Is it possible to schedule an update data for a feature layer that is sourced from a dropbox location? This file gets updated daily (same file, just the number of rows may change).

DornMooreICF · ‎09-25-2023

I've just set one up that is reading a geojson file from a URL. But you could do the same thing with a CSV or Excel if you needed. It was pretty easy for me to do this but I'm not sure how easy via dropbox, especially if it has to authenticate before it gets to the file. If the file is public.

I'll assume the file you are sharing is in a public folder and is something Esri knows how to read, say a CSV.

If that's the case and when you open the link, it directly opens the CSV you should be able to use it.

I'll attach a smaple code below which assumes you've already created a feature layer from a previous version of the file and you know the service ID. I'ts pretty simple. Once you've got it running, you can set it as a task to run on your schedule

jcarlson · ‎09-26-2023

I'll chime in to say that you should consider developing a different method for updating your layer. Unless the schema is changing, an overwrite is overkill, and increases the chances that a layer becomes broken in some way. It's like bulldozing and rebuilding a house just to repaint the walls.

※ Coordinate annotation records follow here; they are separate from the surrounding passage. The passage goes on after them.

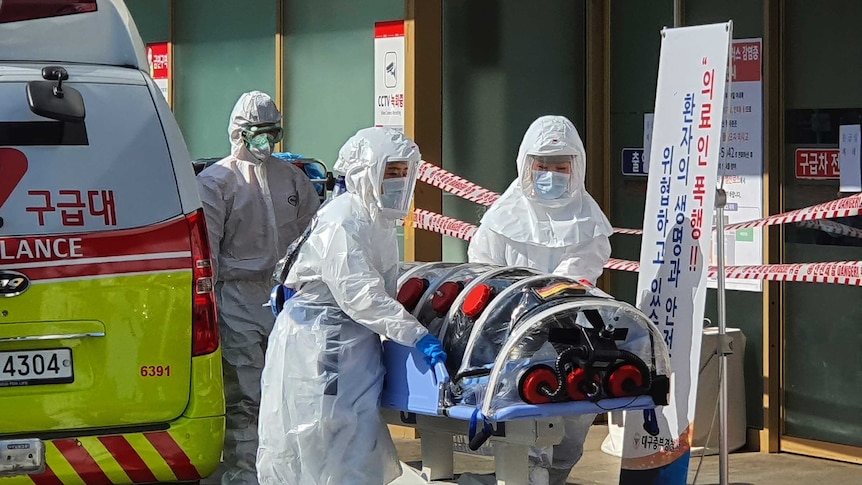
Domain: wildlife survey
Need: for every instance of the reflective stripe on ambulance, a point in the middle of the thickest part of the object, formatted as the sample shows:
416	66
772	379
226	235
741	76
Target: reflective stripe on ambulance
104	460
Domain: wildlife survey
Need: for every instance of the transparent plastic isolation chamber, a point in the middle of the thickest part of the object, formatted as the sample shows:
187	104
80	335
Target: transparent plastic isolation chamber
522	344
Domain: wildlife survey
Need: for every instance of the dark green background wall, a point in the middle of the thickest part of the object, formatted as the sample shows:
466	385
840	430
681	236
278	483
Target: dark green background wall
635	46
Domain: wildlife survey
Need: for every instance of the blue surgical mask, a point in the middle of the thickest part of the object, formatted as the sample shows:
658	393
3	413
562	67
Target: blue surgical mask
550	185
393	189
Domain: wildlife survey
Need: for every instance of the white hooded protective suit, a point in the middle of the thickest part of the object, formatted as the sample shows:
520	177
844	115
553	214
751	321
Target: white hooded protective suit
566	236
254	210
320	421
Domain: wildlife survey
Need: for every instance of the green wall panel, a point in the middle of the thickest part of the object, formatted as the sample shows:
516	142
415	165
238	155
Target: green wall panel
744	309
504	65
220	52
329	71
635	48
153	19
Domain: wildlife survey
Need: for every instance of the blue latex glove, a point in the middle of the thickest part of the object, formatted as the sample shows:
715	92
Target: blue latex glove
432	348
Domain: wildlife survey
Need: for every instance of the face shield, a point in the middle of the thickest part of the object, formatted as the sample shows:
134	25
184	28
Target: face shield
396	188
549	177
261	139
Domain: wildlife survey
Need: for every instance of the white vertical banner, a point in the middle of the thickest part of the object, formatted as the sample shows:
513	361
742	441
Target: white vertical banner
684	157
742	164
649	119
389	65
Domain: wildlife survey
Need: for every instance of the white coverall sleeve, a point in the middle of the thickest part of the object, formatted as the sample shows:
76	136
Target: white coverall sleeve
215	210
586	259
487	247
360	290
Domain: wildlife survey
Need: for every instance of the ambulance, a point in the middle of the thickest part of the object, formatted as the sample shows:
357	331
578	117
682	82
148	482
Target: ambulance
110	364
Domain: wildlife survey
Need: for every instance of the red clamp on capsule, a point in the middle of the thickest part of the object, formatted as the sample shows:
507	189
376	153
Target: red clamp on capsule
535	384
626	380
576	387
411	292
445	296
477	300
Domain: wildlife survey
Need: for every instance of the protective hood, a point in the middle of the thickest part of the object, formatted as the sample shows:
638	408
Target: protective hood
251	108
363	160
560	222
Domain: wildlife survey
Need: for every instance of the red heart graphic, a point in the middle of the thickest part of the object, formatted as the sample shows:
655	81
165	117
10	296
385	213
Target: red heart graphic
13	166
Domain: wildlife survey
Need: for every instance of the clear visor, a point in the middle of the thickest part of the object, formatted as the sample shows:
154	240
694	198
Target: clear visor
396	188
549	176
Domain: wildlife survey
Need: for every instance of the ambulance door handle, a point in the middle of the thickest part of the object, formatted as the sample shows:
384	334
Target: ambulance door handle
35	338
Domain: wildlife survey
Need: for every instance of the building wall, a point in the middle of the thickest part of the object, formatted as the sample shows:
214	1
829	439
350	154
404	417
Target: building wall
505	64
635	46
328	71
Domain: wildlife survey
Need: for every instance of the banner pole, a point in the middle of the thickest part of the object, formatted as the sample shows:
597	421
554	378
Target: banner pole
723	343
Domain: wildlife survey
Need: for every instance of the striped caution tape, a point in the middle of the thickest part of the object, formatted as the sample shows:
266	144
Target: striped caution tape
844	207
832	227
455	185
441	224
839	272
132	458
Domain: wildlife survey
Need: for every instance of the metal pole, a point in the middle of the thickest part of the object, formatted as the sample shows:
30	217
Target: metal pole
723	342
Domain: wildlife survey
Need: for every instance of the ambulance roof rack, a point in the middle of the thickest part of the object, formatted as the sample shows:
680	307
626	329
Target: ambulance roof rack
70	31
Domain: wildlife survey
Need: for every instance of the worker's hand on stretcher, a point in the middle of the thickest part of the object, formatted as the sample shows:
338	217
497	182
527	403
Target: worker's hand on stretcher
432	348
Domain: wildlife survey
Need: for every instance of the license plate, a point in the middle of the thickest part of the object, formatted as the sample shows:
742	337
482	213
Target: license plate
34	367
21	457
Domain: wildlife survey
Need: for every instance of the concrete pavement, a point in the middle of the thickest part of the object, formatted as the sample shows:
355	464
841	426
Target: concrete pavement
746	468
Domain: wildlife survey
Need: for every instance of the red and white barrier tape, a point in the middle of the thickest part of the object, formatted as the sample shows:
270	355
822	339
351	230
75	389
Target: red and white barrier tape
845	207
839	272
455	185
833	228
441	224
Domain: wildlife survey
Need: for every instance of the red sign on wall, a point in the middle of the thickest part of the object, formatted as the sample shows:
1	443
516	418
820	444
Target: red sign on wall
158	57
817	163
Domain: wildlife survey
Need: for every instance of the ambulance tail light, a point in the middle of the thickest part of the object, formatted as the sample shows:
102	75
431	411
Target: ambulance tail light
205	333
20	10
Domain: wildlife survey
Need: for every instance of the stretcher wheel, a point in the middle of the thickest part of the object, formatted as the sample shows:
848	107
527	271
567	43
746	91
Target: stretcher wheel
534	380
625	380
579	388
411	292
477	300
445	296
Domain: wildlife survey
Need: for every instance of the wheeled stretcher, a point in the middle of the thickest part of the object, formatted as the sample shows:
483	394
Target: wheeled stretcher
524	349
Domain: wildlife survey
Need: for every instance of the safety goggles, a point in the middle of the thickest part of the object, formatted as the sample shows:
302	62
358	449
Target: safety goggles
552	163
396	188
256	134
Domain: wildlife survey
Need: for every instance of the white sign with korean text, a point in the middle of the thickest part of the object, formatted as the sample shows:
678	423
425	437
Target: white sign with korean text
848	158
742	164
649	119
389	74
684	158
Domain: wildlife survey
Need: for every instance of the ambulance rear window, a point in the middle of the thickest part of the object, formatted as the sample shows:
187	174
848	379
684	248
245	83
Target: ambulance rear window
19	10
42	133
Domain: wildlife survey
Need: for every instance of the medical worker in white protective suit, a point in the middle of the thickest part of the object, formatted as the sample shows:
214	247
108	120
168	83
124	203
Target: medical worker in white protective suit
546	220
255	206
320	421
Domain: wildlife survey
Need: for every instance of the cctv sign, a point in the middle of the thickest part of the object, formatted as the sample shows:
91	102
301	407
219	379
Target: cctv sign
389	74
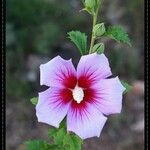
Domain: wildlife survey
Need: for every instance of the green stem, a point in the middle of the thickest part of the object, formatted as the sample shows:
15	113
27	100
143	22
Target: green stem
94	23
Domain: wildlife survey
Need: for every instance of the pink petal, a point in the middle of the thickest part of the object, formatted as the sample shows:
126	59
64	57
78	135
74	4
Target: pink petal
92	68
58	73
53	105
85	121
108	98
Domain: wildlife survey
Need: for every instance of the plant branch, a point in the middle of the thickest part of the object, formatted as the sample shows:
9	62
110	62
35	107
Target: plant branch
94	23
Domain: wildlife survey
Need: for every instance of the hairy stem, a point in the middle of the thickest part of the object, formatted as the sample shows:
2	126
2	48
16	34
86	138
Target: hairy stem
94	23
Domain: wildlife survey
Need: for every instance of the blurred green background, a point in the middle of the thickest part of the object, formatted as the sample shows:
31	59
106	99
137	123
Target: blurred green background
36	31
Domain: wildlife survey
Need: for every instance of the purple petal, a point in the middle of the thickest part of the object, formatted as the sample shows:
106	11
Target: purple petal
58	73
86	122
52	106
93	67
108	97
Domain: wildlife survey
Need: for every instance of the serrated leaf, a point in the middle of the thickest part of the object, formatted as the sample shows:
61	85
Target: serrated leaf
127	86
34	100
73	141
39	145
117	33
99	48
80	40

The simplest thing is to truncate and append. Just use the FeatureLayerManager to truncate (https://developers.arcgis.com/python/api-reference/arcgis.features.managers.html#featurelayermanager) like FeatureLayer.manager.truncate() and then load in the data however you prefer. There is the Append method, which works well with files added to your Portal, but there is also just using the Edit Features method to add all your features that way.

A bit more advanced, but here is the method we use:

Query both the source and destination to separate dataframes
Identify and apply adds: features in source, but not destination
Identify and apply deletes: features in destination, but not source
Use pandas.DataFrame.compare on remaining features present in both source and destination to identify rows/attributes that have changed.
Use the resulting comparison to build a JSON object, submit to feature service endpoint

It may not be worth the trouble for your particular case, but consider: we have a layer of about 60,000 parcels that get updated every night. On any given day, though, only about 100 parcels are actually edited, maybe a handful added or deleted. And within the updates, only one or two of the fields themselves are actually edited.

By identifying edits and selectively applying them to the layer in place, the process cuts the amount of data being transferred by several orders of magnitude. We're talking single kilobytes of JSON compared to dozens of megabytes of a shapefile or what have you. Additionally, there is never a period in which the layer is unavailable or empty, meaning edits can be applied at any time of day or night without interrupting your users' access to the data.

- Josh Carlson
Kendall County GIS

DornMooreICF · ‎09-26-2023

Thanks for this. I agree. Although I'm dealing with a small number of records, this feels like a better solution.